Calculate LDL cholesterol using Friedewald and Martin-Hopkins formulas, evaluate non-HDL-C, TC:HDL ratio, TG:HDL ratio, remnant cholesterol, and assess cardiovascular risk by ATP III guidelines.
Low-density lipoprotein cholesterol (LDL-C) is the primary atherogenic lipoprotein and the cornerstone of cardiovascular risk assessment and statin therapy goals. Most standard lipid panels do not measure LDL directly — instead, it is calculated from total cholesterol, HDL cholesterol, and triglycerides using validated equations.
This calculator implements both the classic Friedewald equation (LDL = TC – HDL – TG/5, valid when triglycerides are ≤400 mg/dL) and the newer Martin-Hopkins formula, which uses an adjustable triglyceride factor based on the patient's own triglyceride and non-HDL cholesterol levels. The Martin-Hopkins equation has been validated in over 1.3 million lipid profiles and is significantly more accurate than Friedewald, particularly when triglycerides are elevated or LDL is very low.
Beyond calculated LDL, this tool computes non-HDL cholesterol (which captures all atherogenic particles including VLDL and IDL), the TC:HDL and TG:HDL ratios, and remnant cholesterol. The TG:HDL ratio is a validated surrogate marker for insulin resistance and small dense LDL particles. Together, these metrics provide a far more complete picture of atherogenic risk than LDL alone, helping guide statin intensity decisions per the 2018 AHA/ACC multi-society cholesterol guidelines.
This calculator provides dual-formula LDL calculation (Friedewald + Martin-Hopkins), automatically flags Friedewald limitations at high triglyceride levels, computes comprehensive lipid ratios including the insulin-resistance marker TG:HDL, and categorizes LDL risk per current guidelines. It also incorporates advanced markers (ApoB, Lp(a), remnant cholesterol) for a complete atherogenic risk profile. Keep these notes focused on your operational context. Tie the context to the calculator’s intended domain.
Friedewald: LDL = TC – HDL – TG/5 (TG ≤400). Martin-Hopkins: LDL = TC – HDL – TG/adjusted factor (factor varies from 4.9 to 6.5 based on TG level). Non-HDL = TC – HDL. Remnant cholesterol = Non-HDL – LDL.

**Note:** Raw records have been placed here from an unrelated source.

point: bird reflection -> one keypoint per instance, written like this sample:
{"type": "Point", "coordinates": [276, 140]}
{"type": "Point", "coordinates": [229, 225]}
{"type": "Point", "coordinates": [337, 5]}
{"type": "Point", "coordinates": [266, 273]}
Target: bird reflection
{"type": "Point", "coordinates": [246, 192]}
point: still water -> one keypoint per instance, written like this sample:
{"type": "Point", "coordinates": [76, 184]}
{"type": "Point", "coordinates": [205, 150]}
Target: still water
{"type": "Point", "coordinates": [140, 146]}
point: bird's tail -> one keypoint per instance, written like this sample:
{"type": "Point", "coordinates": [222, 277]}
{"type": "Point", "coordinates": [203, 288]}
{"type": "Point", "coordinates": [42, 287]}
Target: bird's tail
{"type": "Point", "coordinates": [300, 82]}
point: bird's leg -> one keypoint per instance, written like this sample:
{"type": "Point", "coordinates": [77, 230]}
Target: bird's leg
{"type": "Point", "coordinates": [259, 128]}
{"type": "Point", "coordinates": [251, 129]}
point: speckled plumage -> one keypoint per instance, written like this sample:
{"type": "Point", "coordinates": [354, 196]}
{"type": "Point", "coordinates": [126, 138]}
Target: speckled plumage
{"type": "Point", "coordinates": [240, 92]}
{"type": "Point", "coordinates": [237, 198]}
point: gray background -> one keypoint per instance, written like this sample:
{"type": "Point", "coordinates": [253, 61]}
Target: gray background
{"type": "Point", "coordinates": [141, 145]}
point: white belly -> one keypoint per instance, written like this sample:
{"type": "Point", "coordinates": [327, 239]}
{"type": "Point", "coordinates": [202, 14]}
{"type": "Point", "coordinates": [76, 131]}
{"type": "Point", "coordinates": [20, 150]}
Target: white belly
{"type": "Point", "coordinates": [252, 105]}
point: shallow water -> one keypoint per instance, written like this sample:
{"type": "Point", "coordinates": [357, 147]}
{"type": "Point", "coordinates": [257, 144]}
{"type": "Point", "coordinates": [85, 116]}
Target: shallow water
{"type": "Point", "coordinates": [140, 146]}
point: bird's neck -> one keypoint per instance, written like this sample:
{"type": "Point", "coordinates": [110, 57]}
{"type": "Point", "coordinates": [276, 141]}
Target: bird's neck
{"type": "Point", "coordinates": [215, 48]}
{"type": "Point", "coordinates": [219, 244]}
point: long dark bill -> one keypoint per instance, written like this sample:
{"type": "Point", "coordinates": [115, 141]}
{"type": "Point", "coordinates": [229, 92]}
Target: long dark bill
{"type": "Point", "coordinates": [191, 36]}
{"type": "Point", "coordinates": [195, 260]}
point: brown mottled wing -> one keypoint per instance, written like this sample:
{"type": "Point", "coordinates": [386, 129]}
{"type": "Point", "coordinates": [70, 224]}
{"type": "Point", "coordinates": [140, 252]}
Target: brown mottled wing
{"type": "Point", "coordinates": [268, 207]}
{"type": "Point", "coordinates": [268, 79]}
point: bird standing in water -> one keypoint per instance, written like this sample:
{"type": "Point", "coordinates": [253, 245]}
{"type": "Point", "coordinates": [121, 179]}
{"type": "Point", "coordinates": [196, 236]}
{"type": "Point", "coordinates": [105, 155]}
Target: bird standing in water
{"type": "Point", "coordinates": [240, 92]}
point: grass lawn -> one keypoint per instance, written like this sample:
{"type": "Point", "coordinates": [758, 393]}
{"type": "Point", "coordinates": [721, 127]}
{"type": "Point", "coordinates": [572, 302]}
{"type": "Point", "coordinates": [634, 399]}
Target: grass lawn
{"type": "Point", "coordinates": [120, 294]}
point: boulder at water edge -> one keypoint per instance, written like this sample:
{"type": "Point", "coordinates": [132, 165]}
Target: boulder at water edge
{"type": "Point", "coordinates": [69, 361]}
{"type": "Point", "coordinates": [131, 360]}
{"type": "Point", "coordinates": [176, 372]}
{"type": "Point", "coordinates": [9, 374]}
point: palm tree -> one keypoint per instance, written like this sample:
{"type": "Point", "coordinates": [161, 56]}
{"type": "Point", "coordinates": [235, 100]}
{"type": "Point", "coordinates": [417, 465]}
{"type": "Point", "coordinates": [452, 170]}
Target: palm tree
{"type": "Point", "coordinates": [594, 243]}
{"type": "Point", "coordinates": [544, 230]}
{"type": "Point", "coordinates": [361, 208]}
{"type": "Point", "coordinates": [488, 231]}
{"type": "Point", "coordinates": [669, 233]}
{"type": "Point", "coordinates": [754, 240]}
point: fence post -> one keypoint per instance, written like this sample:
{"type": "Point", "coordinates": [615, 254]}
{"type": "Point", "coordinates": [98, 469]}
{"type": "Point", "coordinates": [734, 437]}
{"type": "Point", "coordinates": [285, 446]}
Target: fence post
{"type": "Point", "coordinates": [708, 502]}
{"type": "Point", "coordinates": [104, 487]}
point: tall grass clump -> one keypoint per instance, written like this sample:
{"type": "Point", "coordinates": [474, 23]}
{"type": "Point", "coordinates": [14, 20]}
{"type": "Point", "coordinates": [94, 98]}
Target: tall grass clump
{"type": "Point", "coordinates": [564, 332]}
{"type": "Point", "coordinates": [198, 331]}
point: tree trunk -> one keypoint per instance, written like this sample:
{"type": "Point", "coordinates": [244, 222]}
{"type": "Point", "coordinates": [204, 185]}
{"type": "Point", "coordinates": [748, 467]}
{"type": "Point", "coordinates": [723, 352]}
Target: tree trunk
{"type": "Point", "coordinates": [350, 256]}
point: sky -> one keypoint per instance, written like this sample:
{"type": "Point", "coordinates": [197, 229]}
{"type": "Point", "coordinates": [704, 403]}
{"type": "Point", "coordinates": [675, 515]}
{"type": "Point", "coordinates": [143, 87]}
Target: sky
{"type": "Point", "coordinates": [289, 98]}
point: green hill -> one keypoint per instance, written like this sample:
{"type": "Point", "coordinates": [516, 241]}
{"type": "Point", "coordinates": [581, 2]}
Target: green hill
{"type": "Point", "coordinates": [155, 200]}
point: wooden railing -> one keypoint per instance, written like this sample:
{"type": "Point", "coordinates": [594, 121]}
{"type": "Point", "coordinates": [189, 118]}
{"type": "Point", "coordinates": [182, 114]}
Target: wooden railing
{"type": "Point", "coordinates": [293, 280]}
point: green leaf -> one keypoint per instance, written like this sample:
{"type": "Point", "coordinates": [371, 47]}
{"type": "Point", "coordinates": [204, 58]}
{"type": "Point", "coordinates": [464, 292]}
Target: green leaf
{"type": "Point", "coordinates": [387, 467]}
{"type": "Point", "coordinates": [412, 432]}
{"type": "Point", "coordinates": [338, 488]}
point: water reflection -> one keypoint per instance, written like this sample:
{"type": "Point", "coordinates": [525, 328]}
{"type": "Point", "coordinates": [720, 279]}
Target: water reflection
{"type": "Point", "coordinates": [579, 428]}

Result: LDL (Friedewald) = 156 mg/dL, LDL (Martin-Hopkins) = 161 mg/dL, Non-HDL = 190, TC:HDL = 5.2, Borderline High risk
With TC 235, HDL 45, TG 170: Friedewald gives LDL = 235 - 45 - 34 = 156. Martin-Hopkins uses a TG factor of 5.9 instead of 5, giving LDL = 161. Non-HDL of 190 exceeds the 130 target. The TC:HDL ratio of 5.2 also indicates elevated atherogenic risk.
Use consistent units, verify assumptions, and document conversion standards for repeatable outcomes.
Most mistakes come from mixed standards, rounding too early, or misread labels. Recheck final values before use. ## Practical Notes
Use this for repeatability, keep assumptions explicit. ## Practical Notes
Track units and conversion paths before applying the result. ## Practical Notes
Use this note as a quick practical validation checkpoint. ## Practical Notes
Keep this guidance aligned to expected inputs. ## Practical Notes
Use as a sanity check against edge-case outputs. ## Practical Notes
Capture likely mistakes before publishing this value. ## Practical Notes
Document expected ranges when sharing results.
Friedewald is unreliable when triglycerides exceed 400 mg/dL. It also underestimates LDL when TG are 200–399 and overestimates when LDL is very low (<70). The Martin-Hopkins equation is preferred in these cases.
Guidelines now accept non-fasting lipid panels for screening. However, triglycerides are significantly affected by recent meals, and calculated LDL accuracy depends on TG. For treatment decisions, fasting (9–12 hours) is still preferred.
Non-HDL = TC – HDL. It captures all atherogenic lipoproteins (LDL + VLDL + IDL + Lp(a)). It is a better predictor than LDL-C alone, especially for patients with elevated triglycerides, and does not require fasting.
AHA/ACC 2018 guidelines: <70 mg/dL for very high-risk (ASCVD, post-MI), <100 for high risk (diabetes, familial hypercholesterolemia), <130 for intermediate risk. Some European guidelines target even lower (<55 mg/dL) for the highest-risk patients.
A TG:HDL ratio >3.5 is a validated marker for insulin resistance and the presence of small dense LDL particles (pattern B), both independent cardiovascular risk factors.
ApoB measures the total number of atherogenic particles and is especially useful when LDL-C and non-HDL-C are discordant. Lp(a) is genetically determined, not modified by statins, and should be checked at least once in every adult to assess residual cardiovascular risk.